I appreciate now that it was a grace to us that Hope was not our first and only child. Had she been, we may have intuitively created a family environment that enabled and obscured her real needs. With undivided attention from mom and dad and no siblings to provoke, Hope’s God-given charm might have kept us in the dark for a while. It was also a grace that we had not committed to adopting another child right away. At that time, Korean special needs adoptions were taking about 12 months and we would have renewed our home study before Hope turned one, when her manifestations of FASD were still in an infancy honeymoon period. So had we recommitted as soon as possible, the next child would have come home in the thick of Hope’s toddler years.

However, I can also say that Hope’s toddler years were so difficult in part because we, her parents, knew nothing about FASD. We understood nothing about the kind of environment a child with FASD needs to bring out her strengths and support her weaknesses. Parenting her in ignorance, we created a layer of secondary disabilities that exacerbated her FASD deficits.

That’s why it so critical that all parents who adopt a child with PAE educate themselves about FASD. Not because every child with PAE will have FASD.  But so you will have the tools at hand to intervene if necessary in order to prevent secondary disabilities from developing.

Listen to Kari’s description of what happens to families when secondary disabilities go unrecognized and unaddressed:

“Most of us are aware that our children develop “defensive behaviors” when there
is a poor fit between their environment and their needs. For example, a child
who is chronically frustrated in school may start to act out there or stop going
altogether.

Parents are no different. Adoptive parents of children from
the hard places have additional needs because of our children’s needs. We, like
our children, need to be heard, understood and supported and when we are not, we
can also develop negative defensive behaviors.

When we do not fully
understand or are not supported in understanding the needs of our children, we
can spiral into a toxic consequence cycle. When this typical parenting approach
does not work with our atypical children, we might understandably sink even
deeper in this punitive approach. When the world steps in and sees our behaviors
at that point, they become quite concerned…as they should. But they have no
understanding of how this happened. The needs that brought about this cycle are
not addressed. There is only blame and punishment.

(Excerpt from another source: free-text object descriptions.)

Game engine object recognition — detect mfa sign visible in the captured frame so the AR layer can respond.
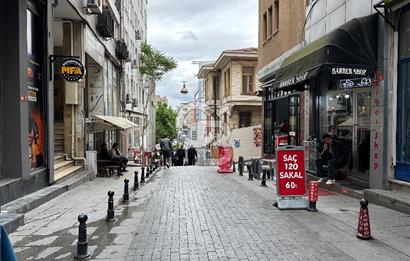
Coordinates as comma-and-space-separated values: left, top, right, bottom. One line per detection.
60, 59, 85, 81
276, 147, 306, 197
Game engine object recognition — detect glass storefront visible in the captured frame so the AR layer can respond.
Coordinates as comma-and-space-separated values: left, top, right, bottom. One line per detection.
27, 2, 47, 170
396, 8, 410, 182
319, 88, 371, 180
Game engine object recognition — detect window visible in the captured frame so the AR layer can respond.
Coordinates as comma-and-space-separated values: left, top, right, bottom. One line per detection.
273, 0, 279, 32
267, 6, 273, 36
212, 75, 220, 100
239, 111, 252, 128
263, 12, 268, 41
242, 66, 254, 94
224, 68, 231, 97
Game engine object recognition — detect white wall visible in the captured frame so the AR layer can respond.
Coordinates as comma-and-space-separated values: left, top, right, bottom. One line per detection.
228, 125, 262, 161
305, 0, 379, 44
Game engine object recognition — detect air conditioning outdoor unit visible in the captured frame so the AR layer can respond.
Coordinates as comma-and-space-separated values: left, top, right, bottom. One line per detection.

This is exactly what our children experience in this world. We have stepped into their shoes.”

(Kari at Coffee Catharsis, “Guard Your Heart” 8/7/11)

No family with a prenatally exposed child can afford to invest years in ineffective parenting strategies. But families who are trying to plumb the depths of their child’s challenges in order to make an adoption decision can afford to waste even less time. You need to identify the parameters of their true disability, not ascribe the immutability of brain damage to behaviors caused by a mis-fit between your child’s needs and your family’s environment.

While the brain damage caused by prenatal alcohol exposure will always be with us, Hope’s challenges as a toddler are not the same challenges we live with today. Mercifully, God led us to a set of more effective parenting strategies early on, in time to ameliorate the secondary disabilities that had arisen during the two years she and my husband and I were all baffled and beating our heads against walls. With those secondary issues pushed from our family’s foreground into the background (we will always have to work to keep them there), we had a clearer picture of what she (and we) have been given.

And with that appraisal, God blew life into our dream of adopting again.